Is It Time To Rethink The Way You Are Spending Your Training Budgets?

Dear leaders, for years we have accepted staff going on many different forms of courses as acceptable ways of spending training budgets. 

We have to trust our people to make the right decisions for their training.

Over the last decade, we have seen the majority of people move their training budget to attend conferences. 

We trust they have learnt and rarely do we get to see the direct results from this. 


There are many conferences that make sense for individuals, there are many which are geared towards networking, this is not wrong but is this really going to improve your people and their performance? Maybe… 

Attending conferences at the early stage of my career, I created a set of success criteria that really did help me to find those talks that added value, the why and the how were my criteria, if it wasn’t a talk with the why they did it and the how they did it specifically I would feel short-changed and ultimately added no value to me or the attendance price.
Mid to this point in my career, the majority of conferences are now designed to be big brand logos to attract the audience, big brand logo presents a big case study, the sticking point; they can rarely go into the why or the how, it’s the what and if you’re lucky some numbers that have been signed off to use. 

Over the last seven years and leading departments, I have encouraged people to find courses (and/or conferences) that will help them to develop, I like fundamental training, the courses that teach a core set of frameworks and skills. 

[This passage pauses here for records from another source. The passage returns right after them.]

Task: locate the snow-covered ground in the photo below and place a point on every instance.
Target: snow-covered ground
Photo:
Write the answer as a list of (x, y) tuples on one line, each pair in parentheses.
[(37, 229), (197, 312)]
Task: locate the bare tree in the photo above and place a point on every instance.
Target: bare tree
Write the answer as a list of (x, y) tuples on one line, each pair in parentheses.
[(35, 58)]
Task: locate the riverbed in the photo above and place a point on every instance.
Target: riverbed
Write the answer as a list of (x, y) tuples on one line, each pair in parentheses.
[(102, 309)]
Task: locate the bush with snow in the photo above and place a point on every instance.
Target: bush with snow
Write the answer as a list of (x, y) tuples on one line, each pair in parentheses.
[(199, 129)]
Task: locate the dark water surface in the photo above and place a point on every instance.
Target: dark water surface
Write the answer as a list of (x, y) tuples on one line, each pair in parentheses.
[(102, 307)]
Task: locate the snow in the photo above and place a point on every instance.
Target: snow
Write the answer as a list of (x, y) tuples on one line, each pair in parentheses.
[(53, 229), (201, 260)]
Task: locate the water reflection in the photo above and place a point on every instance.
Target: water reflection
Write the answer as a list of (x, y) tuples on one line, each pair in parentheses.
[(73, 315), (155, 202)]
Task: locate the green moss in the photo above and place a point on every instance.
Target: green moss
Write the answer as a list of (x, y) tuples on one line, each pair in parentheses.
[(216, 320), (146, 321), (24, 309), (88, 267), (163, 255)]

Most big businesses set out a training budget and you get to go wild on LinkedIn courses or equivalent online software. 

There were two outstanding team members who took traditional project training and they tremendously benefited from this, just because agile and waterfall is in vogue, this doesn’t mean structure and operational excellence will ever go out of fashion, particularly in larger organisations that need operating excellence. Most mid-level employees will understand more agile methods, it is because they have lived it and have to operate in it because another person has said it is best. 

Another example is signing off a senior Marketers request to have formal financial training. Why? Budget management and understanding how finances flow-through businesses is a core skill everyone should learn. Hint most team members just never understand why headcount is often shuffled or removed and it’s driven by the CFO or CEO. 

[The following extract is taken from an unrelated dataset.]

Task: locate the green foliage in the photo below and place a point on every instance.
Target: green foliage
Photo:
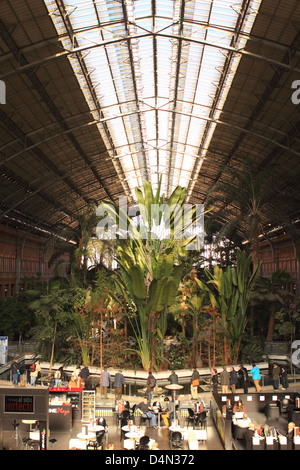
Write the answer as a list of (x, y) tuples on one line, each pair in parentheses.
[(151, 267), (15, 317), (231, 293)]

2022 for most will be from ‘survive to thrive’, it will be about seeing the bigger picture again and delivering excellence alongside learning core skills. 

The training many actually required is a coach, most specifically a performance coach. Someone to help shape their career, help to shape thinking and importantly sharpen skills, it won’t be attending how big brand x did big campaign y through spending z millions of dollars – you will be able to reverse engineer or hear the same story on podcasts. 

I predict many c-suite execs will need formal coaches, more than just the CEO or the COO. Formal and professional coaches who drive the business forward. Like Bill Campbell with execs from Apple, Google and so many other firms.


A c-suite example: A formal CMO coach to help reshape their knowledge and drive their organisations forward and be able to understand the 2 critical P’s, their people (culture) and their performance (strategy –  Focus) and then enable performance coaching underneath them. 

Your team’s training budget should be the best ROI within the business, it will likely be the best ROAS for staff retention and staff development helping them to attract better candidates in the process. One important tip, the more people learn from coaches, the more you should encourage a coaching loop. 

Have a good week thinking about how you can repoint and restructure your training budget and how potentially it becomes a coaching budget.